Boost logo

Boost :

From: Hubert Holin (Hubert.Holin_at_[hidden])
Date: 2003-02-14 08:24:54


Somewhere in the E.U., le 14/02/2003

   Bonjour

In article <AHEJIHEOOOBMJPAGPLIPAEOHDKAA.boost_at_[hidden]>,
 "Paul A. Bristow" <boost_at_[hidden]> wrote:

> Stats are definitely a must-have for Boost, but as ever, the presentation is
> not
> so easy to agree upon.

      I agree statistical utilities are a must. As many of us likely do,
I have a few things I can contribute, which I needed for some past work
(to work with (multi-dimentional) sequences of values, and with
densities of distributions).

      There still is the question of whether similarity with NR is a
problem or not (the language in which the techniques are implemented is
different, but implementations of the techniques themselves are of
course basically similar since they refer to the same math construction).

      I am hoping that with uBlas, we can contribute more numerical
stuff. I have some Gaussian Mixture Models code that I should be
rewriting in the not too distant future (currently based on an old
version of TNT, and most of the important pre-processing needed has to
be done elsewhere, for the then lack of svd).
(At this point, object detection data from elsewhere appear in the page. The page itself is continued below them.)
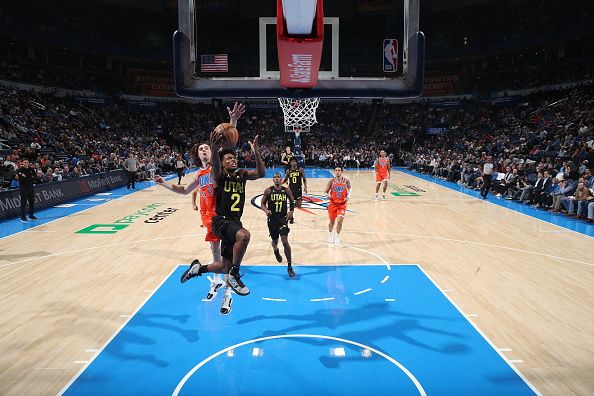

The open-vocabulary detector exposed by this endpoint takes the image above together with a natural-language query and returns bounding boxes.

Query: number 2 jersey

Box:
[196,166,216,214]
[215,171,246,221]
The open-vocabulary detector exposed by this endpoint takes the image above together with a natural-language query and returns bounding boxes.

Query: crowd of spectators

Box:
[0,78,594,224]
[400,88,594,222]
[0,87,212,188]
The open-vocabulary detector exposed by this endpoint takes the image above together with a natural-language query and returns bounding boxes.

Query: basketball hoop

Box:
[278,98,320,136]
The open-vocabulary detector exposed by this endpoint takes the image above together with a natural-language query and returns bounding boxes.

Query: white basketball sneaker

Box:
[220,292,233,315]
[206,277,225,301]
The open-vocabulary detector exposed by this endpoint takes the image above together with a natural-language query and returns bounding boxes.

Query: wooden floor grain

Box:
[0,172,594,395]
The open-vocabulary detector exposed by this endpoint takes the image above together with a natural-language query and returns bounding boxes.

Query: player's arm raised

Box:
[245,135,266,180]
[346,179,353,201]
[210,130,223,188]
[192,189,198,210]
[153,175,200,195]
[324,180,332,198]
[261,188,272,216]
[299,168,307,194]
[227,102,245,128]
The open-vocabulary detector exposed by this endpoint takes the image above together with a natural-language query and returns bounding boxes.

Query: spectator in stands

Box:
[123,152,139,190]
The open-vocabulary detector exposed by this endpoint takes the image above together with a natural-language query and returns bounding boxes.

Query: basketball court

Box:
[0,170,594,395]
[0,0,594,395]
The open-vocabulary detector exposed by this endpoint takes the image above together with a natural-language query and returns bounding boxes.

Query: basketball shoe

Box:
[206,276,225,301]
[180,259,202,283]
[219,289,233,315]
[227,271,250,296]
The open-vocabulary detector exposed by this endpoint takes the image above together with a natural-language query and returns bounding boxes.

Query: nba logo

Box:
[383,39,398,73]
> But it is also crucial to get the most accurate answer, and be able to prove
> it.
> For example, B D McCullough, American Statistician Nov 1998 52(4), 358 and
> 1999
> 53(2) 149-159 assessed several stats packages, and some came out rather badly
> -
> you can guess which was worst, by far!
>
> NIST provide some test datasets
>
> http://www.itl.nist.gov/div898/strd/
>
> against which code can be judged (and some naive algorithms fail badly).
>
> Although I can see the benefits of an STL-style, I also have some difficulty
> in
> imagining how the results returned can be other than reals? Even if we
> 'input'
> integer types, although sum can sensibly also be integer, I have some
> difficulty
> in seeing how the the mean, variance etc are useful as integer types?
> And to expose the unsuspecting user to the risk of surprise seems unhelpful?
>
> Benefits from STL-style would be most obvious if can be applied to a circular
> buffer into which new data can be fed while stats can be recalculated Kalman
> filter style.
>
> While calculating the mean and variance, it is probably worth calculating the
> higher two skew and kurtosis too.
>
> And of course the median (and some percentiles) are also often more useful
> than
> the mean.

      My old files provide number_of_samples , max, min,
first_max_index, first_min_index, mean, median, variance,
standard_deviation, average_deviation, skewness and kurtosis for
sequences (where appropriate), number_of_bins, mass, first_mode_value,
first_mode, mean, median, variance, standard_deviation,
average_deviation, skewness and kurtosis for deensities (where
appropriate).

> Finally, there is the unsolved matter of the math functions we still badly
> need.

      Err, I kind of forgot which ones where requested...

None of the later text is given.